There's nothing like logging onto your favorite website or walking into a store and seeing the famous "40% off" banner overhead. While sales are a great way to save money, especially on major purchases, they aren't so helpful when the items you're buying on sale aren't something you need—and you end up spending money you weren't already planning to spend.

"Sleep on big financial decisions," Nelson advises. "It's natural to be impulsive and buy things because we want them, but do we really need them? If it's a big purchase, sleep on the decision before buying it. A lot of the time, you'll find you don't end up buying it."

As part of my experiment, I avoided sales altogether, unless I knew I was going to use that purchase within the immediate future (such as buying six hand soaps for the price of three, for example, which I know we'll go through quickly no matter what).

Step 6: I focused on what I truly needed.

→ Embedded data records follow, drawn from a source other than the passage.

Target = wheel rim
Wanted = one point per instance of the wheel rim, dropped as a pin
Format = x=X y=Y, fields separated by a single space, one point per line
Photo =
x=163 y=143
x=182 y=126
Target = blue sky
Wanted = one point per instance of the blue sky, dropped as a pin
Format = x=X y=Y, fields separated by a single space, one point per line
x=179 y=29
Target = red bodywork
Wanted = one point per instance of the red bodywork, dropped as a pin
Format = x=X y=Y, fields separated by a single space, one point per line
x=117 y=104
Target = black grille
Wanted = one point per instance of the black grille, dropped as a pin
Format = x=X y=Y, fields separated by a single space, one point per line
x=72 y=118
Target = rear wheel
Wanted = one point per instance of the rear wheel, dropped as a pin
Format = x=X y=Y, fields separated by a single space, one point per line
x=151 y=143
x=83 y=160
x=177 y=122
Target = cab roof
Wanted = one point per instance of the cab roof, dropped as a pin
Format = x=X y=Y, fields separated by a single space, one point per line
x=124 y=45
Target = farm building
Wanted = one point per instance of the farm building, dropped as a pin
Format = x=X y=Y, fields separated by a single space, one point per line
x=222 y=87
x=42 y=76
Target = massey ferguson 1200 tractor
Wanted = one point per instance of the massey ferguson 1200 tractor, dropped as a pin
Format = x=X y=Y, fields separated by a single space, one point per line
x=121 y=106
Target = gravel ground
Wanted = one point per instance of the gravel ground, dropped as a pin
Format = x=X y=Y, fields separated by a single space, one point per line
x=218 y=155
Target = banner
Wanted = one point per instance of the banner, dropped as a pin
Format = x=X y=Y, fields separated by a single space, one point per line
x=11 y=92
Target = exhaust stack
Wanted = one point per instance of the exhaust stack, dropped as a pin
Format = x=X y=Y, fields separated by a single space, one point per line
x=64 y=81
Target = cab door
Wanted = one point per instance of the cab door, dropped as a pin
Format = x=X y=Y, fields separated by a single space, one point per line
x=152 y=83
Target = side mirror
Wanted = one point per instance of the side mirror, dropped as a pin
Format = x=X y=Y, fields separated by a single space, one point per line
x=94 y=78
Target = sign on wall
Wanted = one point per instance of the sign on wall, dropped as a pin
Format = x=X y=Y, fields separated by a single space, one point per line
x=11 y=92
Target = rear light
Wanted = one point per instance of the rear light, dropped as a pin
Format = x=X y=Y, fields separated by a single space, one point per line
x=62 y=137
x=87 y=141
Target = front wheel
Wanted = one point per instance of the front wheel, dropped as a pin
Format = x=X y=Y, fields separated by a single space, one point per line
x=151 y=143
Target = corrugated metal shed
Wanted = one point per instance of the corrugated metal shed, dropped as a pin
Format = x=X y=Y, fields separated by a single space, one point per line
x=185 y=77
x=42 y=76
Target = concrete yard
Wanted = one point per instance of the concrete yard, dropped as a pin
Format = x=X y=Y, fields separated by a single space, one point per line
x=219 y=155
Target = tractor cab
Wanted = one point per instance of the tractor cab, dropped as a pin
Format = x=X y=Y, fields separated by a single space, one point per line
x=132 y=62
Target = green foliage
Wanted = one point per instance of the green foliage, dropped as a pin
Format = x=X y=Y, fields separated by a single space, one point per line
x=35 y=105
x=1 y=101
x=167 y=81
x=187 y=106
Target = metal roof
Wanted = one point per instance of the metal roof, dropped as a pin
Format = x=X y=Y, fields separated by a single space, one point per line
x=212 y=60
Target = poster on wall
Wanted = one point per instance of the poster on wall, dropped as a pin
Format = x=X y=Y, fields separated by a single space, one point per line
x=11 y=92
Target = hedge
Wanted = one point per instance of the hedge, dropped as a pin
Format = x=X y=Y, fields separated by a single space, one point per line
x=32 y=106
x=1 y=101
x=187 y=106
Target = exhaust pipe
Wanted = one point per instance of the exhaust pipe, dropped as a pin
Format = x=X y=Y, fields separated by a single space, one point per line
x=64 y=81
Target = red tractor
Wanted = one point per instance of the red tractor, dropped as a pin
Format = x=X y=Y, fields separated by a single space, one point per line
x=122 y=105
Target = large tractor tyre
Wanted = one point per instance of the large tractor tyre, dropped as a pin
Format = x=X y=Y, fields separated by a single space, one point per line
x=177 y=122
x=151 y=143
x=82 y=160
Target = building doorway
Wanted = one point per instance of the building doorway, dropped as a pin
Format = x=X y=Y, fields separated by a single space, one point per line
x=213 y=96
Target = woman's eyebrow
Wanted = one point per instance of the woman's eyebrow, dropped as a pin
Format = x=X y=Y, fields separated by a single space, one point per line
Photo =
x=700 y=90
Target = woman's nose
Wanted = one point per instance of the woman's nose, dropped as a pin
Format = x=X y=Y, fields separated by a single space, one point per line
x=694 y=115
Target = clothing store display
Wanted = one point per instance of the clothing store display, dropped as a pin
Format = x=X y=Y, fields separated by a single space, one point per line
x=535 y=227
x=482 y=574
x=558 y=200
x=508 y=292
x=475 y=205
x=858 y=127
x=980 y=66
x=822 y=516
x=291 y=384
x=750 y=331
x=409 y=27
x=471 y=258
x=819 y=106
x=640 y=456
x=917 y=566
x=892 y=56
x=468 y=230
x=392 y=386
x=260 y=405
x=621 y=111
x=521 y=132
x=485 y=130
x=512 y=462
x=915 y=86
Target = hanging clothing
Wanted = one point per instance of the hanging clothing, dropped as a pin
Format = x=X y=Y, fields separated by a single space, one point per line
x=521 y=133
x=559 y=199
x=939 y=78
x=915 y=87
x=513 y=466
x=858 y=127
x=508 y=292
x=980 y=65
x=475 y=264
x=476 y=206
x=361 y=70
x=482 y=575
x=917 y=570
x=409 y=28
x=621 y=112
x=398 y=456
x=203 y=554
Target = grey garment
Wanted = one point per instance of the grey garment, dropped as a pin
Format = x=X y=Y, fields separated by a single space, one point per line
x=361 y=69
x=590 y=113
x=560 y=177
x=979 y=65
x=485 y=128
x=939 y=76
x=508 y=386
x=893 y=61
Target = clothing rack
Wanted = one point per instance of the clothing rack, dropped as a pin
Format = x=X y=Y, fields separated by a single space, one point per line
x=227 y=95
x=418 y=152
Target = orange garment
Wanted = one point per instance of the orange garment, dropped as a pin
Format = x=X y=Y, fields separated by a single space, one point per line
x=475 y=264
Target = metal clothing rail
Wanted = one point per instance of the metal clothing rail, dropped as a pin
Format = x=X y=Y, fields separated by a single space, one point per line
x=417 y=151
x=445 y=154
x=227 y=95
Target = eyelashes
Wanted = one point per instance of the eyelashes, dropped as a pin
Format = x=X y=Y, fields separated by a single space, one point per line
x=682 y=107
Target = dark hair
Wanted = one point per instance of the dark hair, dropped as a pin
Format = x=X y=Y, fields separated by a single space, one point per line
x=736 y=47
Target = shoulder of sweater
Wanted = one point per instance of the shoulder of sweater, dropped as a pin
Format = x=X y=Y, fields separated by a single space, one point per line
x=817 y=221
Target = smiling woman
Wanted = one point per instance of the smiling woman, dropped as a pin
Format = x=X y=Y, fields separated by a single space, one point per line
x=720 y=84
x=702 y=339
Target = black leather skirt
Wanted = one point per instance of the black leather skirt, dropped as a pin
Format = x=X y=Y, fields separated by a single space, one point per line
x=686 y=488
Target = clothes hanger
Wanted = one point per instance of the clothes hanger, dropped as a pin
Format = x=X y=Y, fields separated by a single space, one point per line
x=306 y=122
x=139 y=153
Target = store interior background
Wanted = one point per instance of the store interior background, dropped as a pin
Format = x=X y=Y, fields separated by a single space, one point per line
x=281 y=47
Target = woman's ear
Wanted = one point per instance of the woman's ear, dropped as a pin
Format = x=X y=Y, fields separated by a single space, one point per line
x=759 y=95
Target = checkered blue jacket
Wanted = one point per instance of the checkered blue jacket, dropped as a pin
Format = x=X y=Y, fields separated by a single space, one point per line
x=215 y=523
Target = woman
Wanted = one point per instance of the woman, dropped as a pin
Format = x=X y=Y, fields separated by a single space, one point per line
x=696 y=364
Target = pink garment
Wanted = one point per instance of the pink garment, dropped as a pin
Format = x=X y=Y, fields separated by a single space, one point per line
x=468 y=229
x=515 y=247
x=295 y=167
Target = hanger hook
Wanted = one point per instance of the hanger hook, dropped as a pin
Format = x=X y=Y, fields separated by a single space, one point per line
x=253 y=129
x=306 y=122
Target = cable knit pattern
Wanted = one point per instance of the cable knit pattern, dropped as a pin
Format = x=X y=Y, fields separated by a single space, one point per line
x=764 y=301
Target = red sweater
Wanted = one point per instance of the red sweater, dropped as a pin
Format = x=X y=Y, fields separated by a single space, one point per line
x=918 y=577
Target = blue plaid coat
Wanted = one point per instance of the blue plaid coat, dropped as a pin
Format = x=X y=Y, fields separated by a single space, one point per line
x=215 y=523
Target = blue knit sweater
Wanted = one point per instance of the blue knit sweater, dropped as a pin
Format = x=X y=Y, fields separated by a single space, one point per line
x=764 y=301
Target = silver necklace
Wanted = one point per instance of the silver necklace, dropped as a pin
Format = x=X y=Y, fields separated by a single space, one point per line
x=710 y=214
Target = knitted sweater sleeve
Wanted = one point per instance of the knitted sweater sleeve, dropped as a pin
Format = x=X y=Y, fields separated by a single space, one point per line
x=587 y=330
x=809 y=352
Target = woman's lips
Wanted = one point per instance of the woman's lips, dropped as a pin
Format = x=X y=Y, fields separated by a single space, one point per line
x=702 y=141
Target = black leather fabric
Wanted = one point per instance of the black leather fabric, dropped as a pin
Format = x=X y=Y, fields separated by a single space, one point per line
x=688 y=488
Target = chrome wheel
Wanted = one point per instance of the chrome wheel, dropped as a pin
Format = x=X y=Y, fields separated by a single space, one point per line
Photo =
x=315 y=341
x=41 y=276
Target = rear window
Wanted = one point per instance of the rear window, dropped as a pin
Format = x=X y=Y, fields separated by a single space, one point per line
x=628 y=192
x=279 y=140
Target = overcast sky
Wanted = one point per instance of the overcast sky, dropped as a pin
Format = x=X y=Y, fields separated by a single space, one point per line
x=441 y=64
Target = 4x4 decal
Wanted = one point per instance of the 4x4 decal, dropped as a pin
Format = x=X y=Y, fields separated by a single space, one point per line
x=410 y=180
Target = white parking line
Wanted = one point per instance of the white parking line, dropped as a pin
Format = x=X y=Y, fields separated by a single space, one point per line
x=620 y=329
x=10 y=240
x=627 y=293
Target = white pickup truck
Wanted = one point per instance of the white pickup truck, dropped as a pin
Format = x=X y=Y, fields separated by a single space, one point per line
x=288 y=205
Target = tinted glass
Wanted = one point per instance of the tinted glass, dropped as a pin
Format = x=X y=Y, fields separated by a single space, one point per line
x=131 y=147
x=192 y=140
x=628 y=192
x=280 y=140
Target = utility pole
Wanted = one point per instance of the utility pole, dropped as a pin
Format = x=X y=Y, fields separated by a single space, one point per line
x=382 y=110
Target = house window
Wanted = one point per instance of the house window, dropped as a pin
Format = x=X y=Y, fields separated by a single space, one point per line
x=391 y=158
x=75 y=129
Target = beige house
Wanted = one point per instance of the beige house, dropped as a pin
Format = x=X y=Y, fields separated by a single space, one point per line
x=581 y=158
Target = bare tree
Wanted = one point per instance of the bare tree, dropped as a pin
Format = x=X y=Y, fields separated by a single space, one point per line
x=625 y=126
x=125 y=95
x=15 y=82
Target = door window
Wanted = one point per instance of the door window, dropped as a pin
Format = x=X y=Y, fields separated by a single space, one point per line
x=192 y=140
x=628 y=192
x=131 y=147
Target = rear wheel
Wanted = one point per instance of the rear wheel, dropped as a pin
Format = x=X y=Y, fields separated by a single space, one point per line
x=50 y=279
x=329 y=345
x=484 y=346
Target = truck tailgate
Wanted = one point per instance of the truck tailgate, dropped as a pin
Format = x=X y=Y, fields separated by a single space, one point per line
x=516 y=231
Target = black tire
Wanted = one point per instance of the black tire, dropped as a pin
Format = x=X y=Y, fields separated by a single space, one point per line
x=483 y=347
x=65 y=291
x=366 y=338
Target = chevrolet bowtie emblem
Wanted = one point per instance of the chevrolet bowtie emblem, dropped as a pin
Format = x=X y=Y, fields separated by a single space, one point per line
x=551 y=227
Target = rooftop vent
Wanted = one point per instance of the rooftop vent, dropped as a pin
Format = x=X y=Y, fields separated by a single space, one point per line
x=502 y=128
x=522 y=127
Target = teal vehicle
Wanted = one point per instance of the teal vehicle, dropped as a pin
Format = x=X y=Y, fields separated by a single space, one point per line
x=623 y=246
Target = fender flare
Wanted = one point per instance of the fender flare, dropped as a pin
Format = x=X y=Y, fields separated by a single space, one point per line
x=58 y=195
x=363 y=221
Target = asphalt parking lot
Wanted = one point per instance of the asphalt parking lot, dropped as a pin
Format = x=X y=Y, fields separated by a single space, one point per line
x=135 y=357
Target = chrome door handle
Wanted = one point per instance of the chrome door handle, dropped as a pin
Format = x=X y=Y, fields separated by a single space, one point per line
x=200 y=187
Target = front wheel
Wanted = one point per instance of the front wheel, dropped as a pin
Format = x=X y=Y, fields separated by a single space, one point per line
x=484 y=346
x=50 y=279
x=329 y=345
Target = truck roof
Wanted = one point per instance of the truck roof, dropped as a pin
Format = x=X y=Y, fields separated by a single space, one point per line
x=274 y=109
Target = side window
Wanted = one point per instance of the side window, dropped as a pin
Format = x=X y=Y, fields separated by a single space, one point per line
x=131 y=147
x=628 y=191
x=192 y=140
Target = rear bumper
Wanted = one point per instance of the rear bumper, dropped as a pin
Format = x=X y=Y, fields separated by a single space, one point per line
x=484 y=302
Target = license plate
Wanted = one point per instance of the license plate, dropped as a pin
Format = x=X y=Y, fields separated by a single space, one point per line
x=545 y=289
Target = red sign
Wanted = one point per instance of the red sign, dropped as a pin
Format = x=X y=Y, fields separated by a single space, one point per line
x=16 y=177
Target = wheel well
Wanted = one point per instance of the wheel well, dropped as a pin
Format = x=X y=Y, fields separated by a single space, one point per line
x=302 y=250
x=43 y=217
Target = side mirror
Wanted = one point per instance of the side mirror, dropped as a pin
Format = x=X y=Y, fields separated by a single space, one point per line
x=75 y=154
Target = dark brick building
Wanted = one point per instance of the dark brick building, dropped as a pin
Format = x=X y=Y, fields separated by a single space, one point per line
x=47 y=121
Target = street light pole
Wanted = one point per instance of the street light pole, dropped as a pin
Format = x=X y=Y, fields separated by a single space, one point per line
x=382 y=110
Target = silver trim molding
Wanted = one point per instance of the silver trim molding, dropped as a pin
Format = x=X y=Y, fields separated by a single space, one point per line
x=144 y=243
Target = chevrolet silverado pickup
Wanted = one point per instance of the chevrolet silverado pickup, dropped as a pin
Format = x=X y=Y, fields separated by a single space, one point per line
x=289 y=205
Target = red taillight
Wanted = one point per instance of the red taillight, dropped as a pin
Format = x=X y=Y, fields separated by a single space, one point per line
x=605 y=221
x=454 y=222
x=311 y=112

To be successful in this experiment, I essentially had to create tunnel vision for myself. It was important to shift my thinking to keep my focus only on what I needed, while keeping a small cushion for pleasure buys. This included prioritizing things like pet food, home supplies, and other basics that sustain our needs and quality of life. What I didn't need, however, were more clothes and carryout three times a week. I realized once I eliminated these things that they didn't have much impact on my quality of life after all.

At the end of the experiment, I was shocked to see how much I was saving. I was even more shocked to find out that my credit card bill was consistently cut in half. While the lessons I learned these past few months have significantly helped me navigate inflation and rising costs of living, I plan to use them moving forward in both good and bad economic times. This strategy helps me be more financially-savvy, spend money in healthier ways, and build up my savings. However, what worked for me may not work for everyone, so it's important to tailor your spending in a way that makes sense for you.